Many are trying to make peace with pasts they long kept cloaked in shame. They are asking questions, tracing their roots and demanding that the truth be told about SS chief Heinrich Himmler's Lebens-born, or "Source of Life," program.
"It is an important issue, and it is time that it finally comes to light," said Dagmar Jung, 64, whose adoptive parents refused for years to answer her questions about her past as a Lebensborn child.
This weekend, Jung will be in the eastern town of Werni-gerode, where the Nazis ran the "Harz" Lebensborn home, for a meeting of Lebensspuren — Traces of Life — an association formed last year. For the first time, part of the session Saturday will be open to the public.
Of the group's 60 members, nearly two-thirds are Lebensborn children who, now in their 60s, feel a growing need to uncover their past and break one of the last taboos about the Adolf Hitler era in Germany.
Lebensborn was a lesser-known side of Nazi racial experiments. As millions of Jews and others deemed "undesirable" were being slaughtered, thousands of children were carefully selected for Aryan physical qualities and given to families of SS members to be raised.
The Nazis kept the program so secret that many of those selected often do not know who they really are.
Created in 1935, the program became the stuff of legend in the postwar years. Misleadingly depicted in several films as a high-end bordello offering blue-eyed blondes to SS officers with the aim of creating a master race, association with the program became doubly shameful.

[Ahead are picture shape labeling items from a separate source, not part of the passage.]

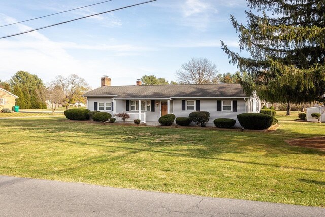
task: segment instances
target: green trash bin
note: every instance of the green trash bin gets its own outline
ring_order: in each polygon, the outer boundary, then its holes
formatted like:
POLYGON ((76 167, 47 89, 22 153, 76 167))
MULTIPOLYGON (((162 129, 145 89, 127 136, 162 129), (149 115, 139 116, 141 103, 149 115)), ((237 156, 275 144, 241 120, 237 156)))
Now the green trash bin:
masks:
POLYGON ((19 112, 19 106, 15 106, 15 112, 19 112))

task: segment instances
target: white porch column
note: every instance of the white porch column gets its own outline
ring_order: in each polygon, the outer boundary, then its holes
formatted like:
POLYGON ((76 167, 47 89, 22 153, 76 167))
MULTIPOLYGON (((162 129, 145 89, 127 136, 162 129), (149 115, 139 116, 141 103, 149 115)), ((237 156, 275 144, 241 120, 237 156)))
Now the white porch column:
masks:
POLYGON ((139 100, 139 119, 141 120, 141 100, 139 100))
POLYGON ((116 113, 116 100, 115 99, 113 99, 113 114, 114 115, 116 113))
POLYGON ((167 100, 167 114, 169 114, 170 112, 170 100, 167 100))

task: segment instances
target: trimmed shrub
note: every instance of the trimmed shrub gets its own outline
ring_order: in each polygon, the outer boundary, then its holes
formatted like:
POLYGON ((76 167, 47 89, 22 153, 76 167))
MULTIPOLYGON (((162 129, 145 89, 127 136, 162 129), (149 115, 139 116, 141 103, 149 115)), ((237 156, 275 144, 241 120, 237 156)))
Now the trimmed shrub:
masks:
POLYGON ((236 123, 236 120, 229 118, 218 118, 213 121, 214 125, 220 128, 230 128, 236 123))
POLYGON ((246 129, 263 130, 271 126, 273 117, 258 113, 245 113, 237 115, 238 121, 246 129))
POLYGON ((89 119, 90 112, 86 109, 71 109, 64 111, 64 116, 71 120, 87 120, 89 119))
POLYGON ((320 119, 320 116, 321 116, 321 115, 319 113, 313 113, 312 114, 311 114, 311 116, 313 117, 314 117, 315 119, 316 119, 316 120, 318 120, 318 121, 319 121, 319 119, 320 119))
POLYGON ((307 114, 305 113, 300 113, 298 114, 298 117, 299 118, 299 120, 306 120, 306 116, 307 114))
POLYGON ((123 120, 123 122, 125 122, 125 119, 130 119, 130 116, 125 112, 120 113, 117 114, 115 114, 116 117, 120 117, 123 120))
POLYGON ((159 118, 159 123, 161 125, 169 126, 174 123, 174 120, 176 117, 173 114, 168 114, 162 116, 159 118))
POLYGON ((175 120, 176 123, 181 126, 188 126, 192 122, 188 117, 178 117, 175 120))
POLYGON ((275 116, 275 114, 276 114, 276 112, 272 109, 261 109, 259 111, 259 113, 261 114, 268 114, 269 115, 271 115, 272 117, 275 116))
POLYGON ((273 120, 272 121, 272 125, 276 125, 277 123, 278 123, 278 122, 279 122, 278 119, 274 117, 273 118, 273 120))
POLYGON ((89 114, 89 118, 90 118, 91 120, 92 120, 92 119, 92 119, 92 116, 93 116, 93 115, 94 115, 94 114, 96 114, 96 113, 98 113, 98 112, 100 112, 100 111, 92 111, 90 112, 88 114, 89 114))
POLYGON ((92 116, 92 119, 97 122, 108 121, 112 118, 112 115, 107 112, 98 112, 92 116))
POLYGON ((7 108, 3 108, 1 109, 1 112, 4 113, 11 113, 11 110, 7 108))
POLYGON ((209 122, 210 113, 207 111, 194 111, 188 115, 189 120, 194 122, 199 127, 204 127, 209 122))

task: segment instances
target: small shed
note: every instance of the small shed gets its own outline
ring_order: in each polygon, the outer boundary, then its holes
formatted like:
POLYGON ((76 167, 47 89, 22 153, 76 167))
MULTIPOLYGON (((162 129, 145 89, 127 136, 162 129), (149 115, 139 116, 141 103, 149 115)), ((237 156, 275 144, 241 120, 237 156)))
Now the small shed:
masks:
POLYGON ((311 116, 313 113, 319 113, 320 114, 320 122, 325 123, 325 106, 315 106, 314 107, 307 108, 307 120, 311 122, 318 122, 317 120, 311 116))

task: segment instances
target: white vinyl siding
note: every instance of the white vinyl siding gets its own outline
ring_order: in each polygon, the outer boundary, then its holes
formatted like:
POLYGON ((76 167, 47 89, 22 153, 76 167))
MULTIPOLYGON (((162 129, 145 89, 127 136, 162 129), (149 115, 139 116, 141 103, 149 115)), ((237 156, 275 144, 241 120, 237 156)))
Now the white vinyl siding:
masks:
MULTIPOLYGON (((183 100, 186 100, 184 99, 183 100)), ((227 111, 217 111, 217 100, 218 99, 202 99, 200 100, 200 111, 207 111, 210 113, 210 120, 208 122, 207 126, 210 127, 214 126, 213 120, 217 118, 231 118, 235 120, 236 121, 235 127, 241 127, 237 120, 237 115, 239 114, 245 113, 246 102, 243 99, 220 99, 219 100, 224 101, 237 101, 237 111, 230 112, 227 111)), ((182 111, 182 100, 174 100, 173 114, 176 117, 188 117, 188 115, 193 111, 182 111)), ((221 104, 222 106, 222 104, 221 104)))
POLYGON ((90 111, 94 111, 95 110, 94 103, 95 103, 95 102, 97 102, 97 110, 98 111, 108 112, 110 114, 111 114, 112 115, 113 115, 113 111, 112 111, 112 103, 113 102, 113 99, 112 99, 111 97, 88 97, 87 98, 87 100, 88 101, 88 103, 87 104, 87 108, 88 109, 90 110, 90 111), (98 109, 99 108, 99 107, 100 107, 100 103, 104 103, 104 104, 101 104, 101 105, 103 105, 103 106, 101 106, 101 107, 104 107, 104 110, 101 110, 98 109), (105 103, 110 103, 110 104, 111 104, 110 110, 105 110, 106 109, 105 107, 107 107, 106 106, 109 105, 109 104, 107 104, 107 105, 105 105, 105 103))
POLYGON ((195 111, 195 100, 186 100, 186 110, 195 111))

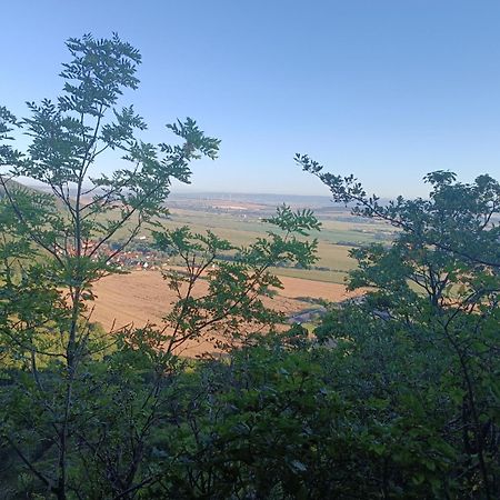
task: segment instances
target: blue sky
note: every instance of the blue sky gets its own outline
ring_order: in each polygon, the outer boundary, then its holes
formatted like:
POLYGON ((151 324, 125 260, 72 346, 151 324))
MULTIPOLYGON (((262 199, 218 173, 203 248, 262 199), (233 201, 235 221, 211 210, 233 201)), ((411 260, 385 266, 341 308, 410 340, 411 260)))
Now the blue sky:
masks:
POLYGON ((498 0, 26 0, 1 16, 0 103, 19 116, 58 94, 69 37, 139 48, 123 103, 147 139, 186 116, 222 139, 193 191, 327 194, 296 152, 381 196, 424 194, 438 169, 500 177, 498 0))

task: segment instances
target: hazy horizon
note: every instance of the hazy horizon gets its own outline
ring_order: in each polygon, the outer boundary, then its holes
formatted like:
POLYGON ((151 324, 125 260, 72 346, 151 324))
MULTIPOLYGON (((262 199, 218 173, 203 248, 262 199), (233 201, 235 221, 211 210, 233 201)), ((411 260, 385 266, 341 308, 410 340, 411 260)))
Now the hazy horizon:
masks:
POLYGON ((433 170, 500 173, 499 2, 48 0, 2 14, 22 24, 0 33, 0 102, 18 117, 60 93, 68 38, 117 31, 137 47, 139 90, 120 104, 144 117, 144 140, 171 141, 164 124, 190 116, 222 141, 193 163, 192 190, 328 196, 297 152, 384 198, 426 196, 433 170))

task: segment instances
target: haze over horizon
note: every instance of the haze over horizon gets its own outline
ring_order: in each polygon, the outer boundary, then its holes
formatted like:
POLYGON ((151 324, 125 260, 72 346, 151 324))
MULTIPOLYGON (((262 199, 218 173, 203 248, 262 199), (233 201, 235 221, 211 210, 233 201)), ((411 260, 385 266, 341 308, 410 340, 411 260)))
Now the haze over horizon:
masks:
POLYGON ((0 103, 28 116, 60 92, 66 39, 117 31, 143 57, 123 103, 146 139, 190 116, 222 140, 179 192, 328 196, 296 152, 382 197, 426 196, 432 170, 500 174, 499 2, 28 3, 2 6, 0 103))

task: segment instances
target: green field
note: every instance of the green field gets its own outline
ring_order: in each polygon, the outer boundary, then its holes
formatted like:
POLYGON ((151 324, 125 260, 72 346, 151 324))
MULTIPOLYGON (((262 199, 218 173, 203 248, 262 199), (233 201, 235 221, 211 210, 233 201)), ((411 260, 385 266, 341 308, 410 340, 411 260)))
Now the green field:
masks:
MULTIPOLYGON (((272 207, 261 217, 251 211, 241 212, 214 212, 202 208, 184 209, 174 208, 170 211, 168 219, 162 219, 161 224, 168 229, 188 226, 192 232, 203 233, 211 230, 220 238, 231 241, 232 244, 247 246, 259 237, 266 236, 271 230, 269 223, 261 219, 272 213, 272 207)), ((349 250, 357 246, 370 242, 388 242, 393 232, 383 223, 366 221, 350 217, 348 212, 341 214, 342 220, 336 220, 331 214, 320 212, 318 214, 322 229, 311 234, 318 239, 318 257, 312 269, 276 268, 278 276, 303 278, 314 281, 343 283, 347 273, 356 266, 356 261, 349 257, 349 250)), ((333 216, 334 217, 334 216, 333 216)), ((120 230, 116 239, 126 238, 127 229, 120 230)), ((150 239, 148 230, 140 237, 150 239)))

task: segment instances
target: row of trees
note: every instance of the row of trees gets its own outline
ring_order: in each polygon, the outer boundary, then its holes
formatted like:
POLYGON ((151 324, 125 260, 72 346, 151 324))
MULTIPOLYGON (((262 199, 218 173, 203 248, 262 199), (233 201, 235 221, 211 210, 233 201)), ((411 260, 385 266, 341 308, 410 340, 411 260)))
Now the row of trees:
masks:
POLYGON ((23 120, 0 108, 0 496, 497 498, 499 183, 434 172, 429 199, 382 204, 297 156, 334 201, 398 232, 352 251, 362 303, 332 304, 312 338, 287 331, 264 304, 270 268, 314 262, 314 216, 282 207, 247 248, 166 231, 172 179, 219 141, 187 119, 168 126, 176 144, 144 142, 142 118, 118 108, 139 52, 118 36, 68 49, 56 102, 23 120), (92 177, 109 151, 122 168, 92 177), (93 284, 119 270, 100 249, 144 227, 184 262, 166 276, 178 300, 160 326, 104 332, 93 284), (201 337, 224 356, 178 356, 201 337))

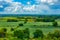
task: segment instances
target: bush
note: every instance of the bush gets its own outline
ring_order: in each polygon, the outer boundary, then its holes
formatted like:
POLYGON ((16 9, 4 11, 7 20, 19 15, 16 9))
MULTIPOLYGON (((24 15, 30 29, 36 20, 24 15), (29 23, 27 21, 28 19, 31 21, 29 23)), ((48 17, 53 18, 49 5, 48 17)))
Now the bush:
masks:
POLYGON ((55 31, 54 32, 54 37, 60 38, 60 31, 55 31))
POLYGON ((23 24, 22 24, 22 23, 20 23, 20 24, 19 24, 19 26, 23 26, 23 24))
POLYGON ((24 32, 24 37, 25 38, 29 38, 29 36, 30 36, 30 32, 29 32, 29 29, 28 28, 26 28, 25 30, 23 30, 23 32, 24 32))
POLYGON ((7 22, 18 22, 16 19, 8 19, 7 22))
POLYGON ((54 27, 57 27, 58 26, 58 23, 57 22, 53 22, 53 26, 54 27))
POLYGON ((48 36, 50 38, 60 38, 60 31, 55 31, 54 33, 48 33, 48 36))
POLYGON ((39 37, 43 38, 43 32, 41 30, 36 30, 34 32, 34 38, 39 38, 39 37))
POLYGON ((23 39, 24 38, 24 33, 23 33, 22 30, 16 30, 16 31, 14 31, 14 36, 17 37, 17 38, 23 39))
POLYGON ((14 28, 11 28, 11 31, 14 31, 14 28))
POLYGON ((0 30, 0 37, 6 37, 6 32, 7 32, 7 29, 2 28, 2 30, 0 30))

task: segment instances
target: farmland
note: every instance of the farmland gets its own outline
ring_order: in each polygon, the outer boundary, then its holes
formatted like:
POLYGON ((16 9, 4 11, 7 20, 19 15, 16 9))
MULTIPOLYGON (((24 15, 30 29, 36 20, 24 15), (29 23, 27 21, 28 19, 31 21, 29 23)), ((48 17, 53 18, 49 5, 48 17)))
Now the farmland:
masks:
MULTIPOLYGON (((37 18, 37 17, 36 17, 37 18)), ((13 35, 15 30, 25 30, 29 28, 30 31, 30 38, 33 38, 33 33, 38 29, 42 30, 44 35, 47 35, 49 32, 54 32, 55 30, 60 30, 60 21, 55 20, 57 22, 57 26, 53 26, 53 22, 43 22, 43 21, 36 21, 36 18, 17 18, 17 17, 1 17, 0 18, 0 30, 3 28, 7 29, 7 40, 13 40, 13 35), (11 28, 14 31, 11 31, 11 28)), ((37 18, 39 19, 39 18, 37 18)), ((3 40, 4 38, 0 38, 3 40)), ((14 39, 18 40, 18 39, 14 39)))

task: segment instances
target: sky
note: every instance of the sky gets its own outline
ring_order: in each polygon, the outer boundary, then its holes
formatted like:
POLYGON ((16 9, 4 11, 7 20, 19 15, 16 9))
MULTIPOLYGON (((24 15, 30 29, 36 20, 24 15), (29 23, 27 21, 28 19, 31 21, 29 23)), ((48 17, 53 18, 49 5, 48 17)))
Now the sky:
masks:
POLYGON ((59 15, 60 0, 0 0, 0 14, 59 15))

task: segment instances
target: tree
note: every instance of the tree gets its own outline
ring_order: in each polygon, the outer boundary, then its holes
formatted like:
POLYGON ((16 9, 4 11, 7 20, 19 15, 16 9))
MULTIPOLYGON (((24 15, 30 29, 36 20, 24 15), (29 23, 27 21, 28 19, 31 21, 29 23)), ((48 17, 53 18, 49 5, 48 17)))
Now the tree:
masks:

Conservative estimates put the number of Lebensborn children in Germany somewhere around 5,500, but exact numbers do not exist.
"There is far too little written about it in history books and reference works," said Jung, who has spent 30 years trying to piece together her true identity.
After years of urging, her adoptive father revealed clues that finally led to her birth mother, and Jung has built a relationship with her.
The search for her father took several more years and ended in disappointment when Jung discovered they had lived in the same city for years but he died in 1963.
Lebensborn was expanded after the Nazis overran Denmark and Norway in 1940. There, German occupation soldiers were encouraged to find suitable local partners, who were offered the chance to have babies in one of 10 Lebensborn homes set up in the region.
Some 8,000 children were eventually born in Norway, and thousands more were registered in Denmark. Lebensborn also operated in the occupied Netherlands.